Two questions to be answered:
1. When should the compensation expense be measured?
2. How should the compensation expense be measured?
Compensation expense should be determined as of the measurement date--the first date on which both 
1. the number of shares that an individual employee is entitled to receive and 
2. the option or purchase price
for many plans, measurement date is the grant date-- may be later in plans with variable terms; may be the date of exercise.
Compensation expense is measured as the excess of the market price over the option price on the measurement date.
In variable plans, compensation expense may have to be estimated on the basis of assumptions as to what will be the final number of shares and the option price.
The above discussion, following APB Opinion 25, reflects the intrinsic value method.  Total compensation cost is computed as the excess of the market price of the stock over the option price on the date when both the number of shares to which employees are entitled and the option price is known
FASB No. 123
(superceded by FAS No. 123R)

FASB No. 123, "Accounting for Stock Based Compensation," encourages but does not require recognition of compensation cost for the fair value of stock-based compensation paid to employees.
  • Statement 123 was issued in 1995. 
  • The Board concluded that the fair value method of recognizing stock-based compensation expense was the preferable method of accounting. 
  • But, in an effort to end an extremely divisive debate between the Board and its constituents, the Board decided to permit the continued use of the intrinsic value method of accounting under APB Opinion No. 25, Accounting for Stock Issued to Employees
  • However, the Board decided to require companies to disclose the pro forma effect of applying the fair value method of accounting for stock-based employee compensation. 
  • Following the issuance of Statement 123, most companies continued to account for stock-based employee compensation using the intrinsic value method of accounting under Opinion 25.



Sample exercise in applying FAS No. 123

On January 1, 2003, George Adams Corporation provides a variety of stock-based compensation plans to its employees. Under its incentive stock option plan, the company granted options on January 1, 2003, that permit executives to aqcuire 4 million of the company's $1 par comon shares within the next 5 years ,but not before December 31, 2004 (the vesting date.)  The exercise price is the market price of the shares on the date of the grant, $14 per share.  The fair value of the 4 million options, estimated by an appropriate option pricing model, is $3 per option.  No forfeitures are anticpated.  Ignore taxes.

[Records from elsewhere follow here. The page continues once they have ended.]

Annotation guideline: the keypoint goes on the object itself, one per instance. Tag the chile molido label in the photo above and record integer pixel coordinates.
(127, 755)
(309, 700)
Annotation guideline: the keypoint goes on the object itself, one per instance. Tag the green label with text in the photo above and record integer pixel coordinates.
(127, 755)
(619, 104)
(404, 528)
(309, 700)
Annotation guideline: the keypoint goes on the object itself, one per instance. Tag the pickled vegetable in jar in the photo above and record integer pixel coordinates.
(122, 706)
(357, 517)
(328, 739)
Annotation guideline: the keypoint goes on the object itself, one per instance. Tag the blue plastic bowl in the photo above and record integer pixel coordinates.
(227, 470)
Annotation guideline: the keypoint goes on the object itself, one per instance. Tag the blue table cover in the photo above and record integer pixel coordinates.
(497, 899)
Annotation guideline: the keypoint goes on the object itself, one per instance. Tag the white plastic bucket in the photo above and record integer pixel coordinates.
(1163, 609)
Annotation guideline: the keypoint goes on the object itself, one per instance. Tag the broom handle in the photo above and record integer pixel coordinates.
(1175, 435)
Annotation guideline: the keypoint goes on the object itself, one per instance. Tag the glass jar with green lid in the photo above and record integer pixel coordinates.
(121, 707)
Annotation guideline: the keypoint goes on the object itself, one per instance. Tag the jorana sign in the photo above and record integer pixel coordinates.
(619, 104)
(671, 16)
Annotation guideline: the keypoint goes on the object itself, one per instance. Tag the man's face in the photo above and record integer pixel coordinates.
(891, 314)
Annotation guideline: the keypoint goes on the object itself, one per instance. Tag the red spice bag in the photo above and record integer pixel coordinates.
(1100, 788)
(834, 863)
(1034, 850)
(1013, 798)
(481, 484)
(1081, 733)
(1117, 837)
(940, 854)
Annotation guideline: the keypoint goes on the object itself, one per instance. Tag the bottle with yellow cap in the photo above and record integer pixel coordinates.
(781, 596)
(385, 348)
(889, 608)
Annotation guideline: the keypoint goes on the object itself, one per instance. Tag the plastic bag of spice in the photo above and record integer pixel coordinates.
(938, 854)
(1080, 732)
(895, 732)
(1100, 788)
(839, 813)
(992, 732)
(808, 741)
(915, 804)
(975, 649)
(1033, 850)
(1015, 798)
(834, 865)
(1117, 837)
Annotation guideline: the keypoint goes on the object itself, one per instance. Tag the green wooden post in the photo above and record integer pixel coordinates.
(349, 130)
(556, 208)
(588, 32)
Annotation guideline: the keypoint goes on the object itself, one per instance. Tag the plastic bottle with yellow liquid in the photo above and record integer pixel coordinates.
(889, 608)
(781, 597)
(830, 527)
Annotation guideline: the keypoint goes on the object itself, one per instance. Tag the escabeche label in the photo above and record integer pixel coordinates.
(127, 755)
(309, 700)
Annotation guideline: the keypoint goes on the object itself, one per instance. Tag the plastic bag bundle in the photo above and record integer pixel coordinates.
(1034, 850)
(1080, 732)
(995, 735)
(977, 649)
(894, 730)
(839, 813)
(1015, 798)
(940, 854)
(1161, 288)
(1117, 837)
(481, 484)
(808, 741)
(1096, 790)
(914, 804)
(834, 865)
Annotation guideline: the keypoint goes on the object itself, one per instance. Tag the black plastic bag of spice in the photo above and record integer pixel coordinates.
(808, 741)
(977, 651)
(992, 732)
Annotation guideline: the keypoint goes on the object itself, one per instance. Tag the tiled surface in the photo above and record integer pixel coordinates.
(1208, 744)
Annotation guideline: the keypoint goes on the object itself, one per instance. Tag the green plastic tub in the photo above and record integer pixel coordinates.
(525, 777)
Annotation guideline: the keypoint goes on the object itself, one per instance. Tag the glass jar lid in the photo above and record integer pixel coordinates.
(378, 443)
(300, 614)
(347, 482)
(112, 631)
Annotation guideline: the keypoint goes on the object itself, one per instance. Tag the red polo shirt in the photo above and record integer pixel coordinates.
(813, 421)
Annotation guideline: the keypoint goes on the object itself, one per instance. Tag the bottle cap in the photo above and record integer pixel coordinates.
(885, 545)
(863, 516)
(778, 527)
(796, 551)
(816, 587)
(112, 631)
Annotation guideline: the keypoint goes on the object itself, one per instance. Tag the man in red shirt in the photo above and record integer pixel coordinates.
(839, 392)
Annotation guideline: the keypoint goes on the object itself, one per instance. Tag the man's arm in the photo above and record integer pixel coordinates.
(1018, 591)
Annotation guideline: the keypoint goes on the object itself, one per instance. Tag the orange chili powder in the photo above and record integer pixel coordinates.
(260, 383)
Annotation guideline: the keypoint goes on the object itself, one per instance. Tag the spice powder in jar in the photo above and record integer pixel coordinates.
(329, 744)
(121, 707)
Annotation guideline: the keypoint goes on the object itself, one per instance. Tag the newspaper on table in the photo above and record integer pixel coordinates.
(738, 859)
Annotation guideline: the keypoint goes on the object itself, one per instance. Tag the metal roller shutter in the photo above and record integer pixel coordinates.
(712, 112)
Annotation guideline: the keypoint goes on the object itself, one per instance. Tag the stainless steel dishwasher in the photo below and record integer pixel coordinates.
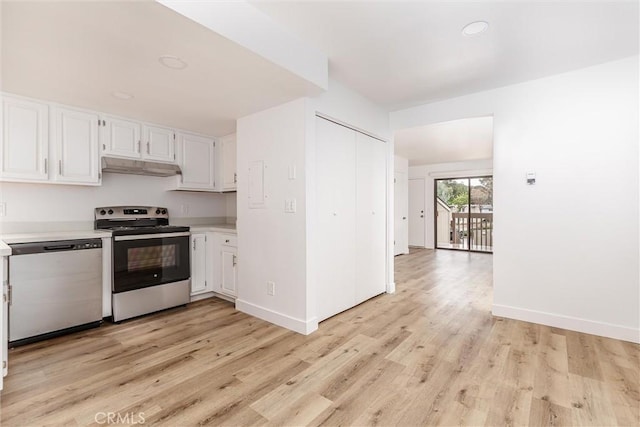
(54, 288)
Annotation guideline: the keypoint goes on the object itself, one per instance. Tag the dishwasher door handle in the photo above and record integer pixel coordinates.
(58, 247)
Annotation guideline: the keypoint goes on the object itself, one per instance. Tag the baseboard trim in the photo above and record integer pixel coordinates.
(391, 288)
(297, 325)
(567, 322)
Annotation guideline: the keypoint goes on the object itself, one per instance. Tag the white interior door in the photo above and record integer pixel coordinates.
(370, 217)
(401, 224)
(336, 206)
(416, 212)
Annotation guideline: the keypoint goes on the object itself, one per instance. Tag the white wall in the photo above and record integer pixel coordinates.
(444, 170)
(401, 205)
(278, 246)
(28, 206)
(272, 243)
(559, 258)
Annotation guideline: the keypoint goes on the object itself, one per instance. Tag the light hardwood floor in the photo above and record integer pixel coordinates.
(431, 354)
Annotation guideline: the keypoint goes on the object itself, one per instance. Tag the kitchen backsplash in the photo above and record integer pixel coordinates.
(39, 207)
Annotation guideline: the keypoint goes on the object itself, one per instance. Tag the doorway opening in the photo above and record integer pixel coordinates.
(464, 213)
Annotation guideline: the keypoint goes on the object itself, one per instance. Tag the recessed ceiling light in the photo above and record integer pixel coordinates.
(172, 62)
(122, 95)
(475, 28)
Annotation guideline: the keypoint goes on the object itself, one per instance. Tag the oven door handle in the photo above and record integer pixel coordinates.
(150, 236)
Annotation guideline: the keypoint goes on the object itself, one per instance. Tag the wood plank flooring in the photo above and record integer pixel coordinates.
(431, 354)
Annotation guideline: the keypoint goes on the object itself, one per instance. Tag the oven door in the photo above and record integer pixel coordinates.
(147, 260)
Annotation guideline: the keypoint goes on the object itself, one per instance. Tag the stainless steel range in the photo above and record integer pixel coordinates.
(151, 269)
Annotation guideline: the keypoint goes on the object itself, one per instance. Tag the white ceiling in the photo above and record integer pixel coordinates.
(403, 53)
(396, 53)
(454, 141)
(79, 52)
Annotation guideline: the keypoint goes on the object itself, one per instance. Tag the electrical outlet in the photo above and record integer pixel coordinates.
(271, 288)
(290, 205)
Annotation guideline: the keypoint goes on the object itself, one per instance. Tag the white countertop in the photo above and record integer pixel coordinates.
(221, 228)
(50, 236)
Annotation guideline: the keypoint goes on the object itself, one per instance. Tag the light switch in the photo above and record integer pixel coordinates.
(290, 205)
(531, 178)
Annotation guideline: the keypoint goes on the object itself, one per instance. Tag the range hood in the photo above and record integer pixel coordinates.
(139, 167)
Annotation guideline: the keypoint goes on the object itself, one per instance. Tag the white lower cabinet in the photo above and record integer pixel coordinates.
(214, 264)
(199, 264)
(225, 266)
(228, 276)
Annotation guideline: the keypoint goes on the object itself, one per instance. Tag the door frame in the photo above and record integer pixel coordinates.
(424, 208)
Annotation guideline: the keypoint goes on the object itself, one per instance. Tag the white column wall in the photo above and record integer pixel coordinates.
(560, 258)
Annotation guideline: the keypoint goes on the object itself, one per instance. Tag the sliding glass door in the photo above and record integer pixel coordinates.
(464, 213)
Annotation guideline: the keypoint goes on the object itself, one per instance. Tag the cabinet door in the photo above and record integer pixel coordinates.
(370, 217)
(75, 141)
(229, 273)
(198, 263)
(25, 140)
(336, 199)
(159, 144)
(229, 175)
(121, 137)
(196, 161)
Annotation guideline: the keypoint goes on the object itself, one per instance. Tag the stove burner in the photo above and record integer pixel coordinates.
(134, 220)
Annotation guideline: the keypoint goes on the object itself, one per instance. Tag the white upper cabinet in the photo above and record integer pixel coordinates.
(75, 149)
(159, 143)
(136, 140)
(196, 158)
(120, 137)
(227, 177)
(25, 140)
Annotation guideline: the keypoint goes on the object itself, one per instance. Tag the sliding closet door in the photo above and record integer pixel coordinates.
(370, 217)
(336, 201)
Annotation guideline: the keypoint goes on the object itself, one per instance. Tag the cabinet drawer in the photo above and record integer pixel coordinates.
(229, 240)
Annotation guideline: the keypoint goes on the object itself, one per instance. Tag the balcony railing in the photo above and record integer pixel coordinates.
(472, 230)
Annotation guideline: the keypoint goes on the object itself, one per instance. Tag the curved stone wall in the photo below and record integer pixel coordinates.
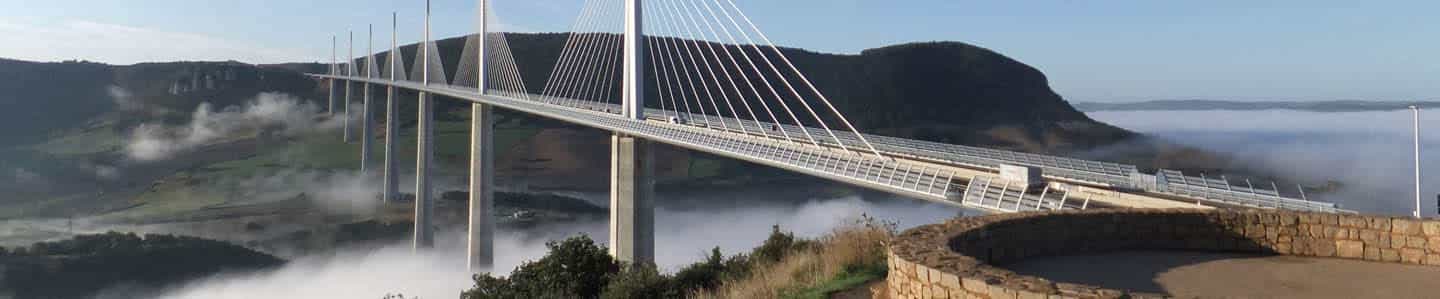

  • Determine the total compensation cost pertaining to the options assuming the company chooses to follow the elective fair value approach for fixed compensation plans.
  • Prepare the appropriate journal entry to record the award of the options on January 1, 2003.
  • Prepare the appropriate journal entry to record compensation expense on December 31, 2003.
  • Prepare the appropriate journal entry to record compensation expense on December 31, 2004.
  • Determine the total compensation cost pertaining to the options, assuming the company does not choose to follow the elective fair value approach for fixed compensation plans.
sst3

 

" If options are not a form of compensation, what are they? If compensaton isn't an expense, what is it?  And, if expenses shouldn't go in the calculation of earnings, where should they go?"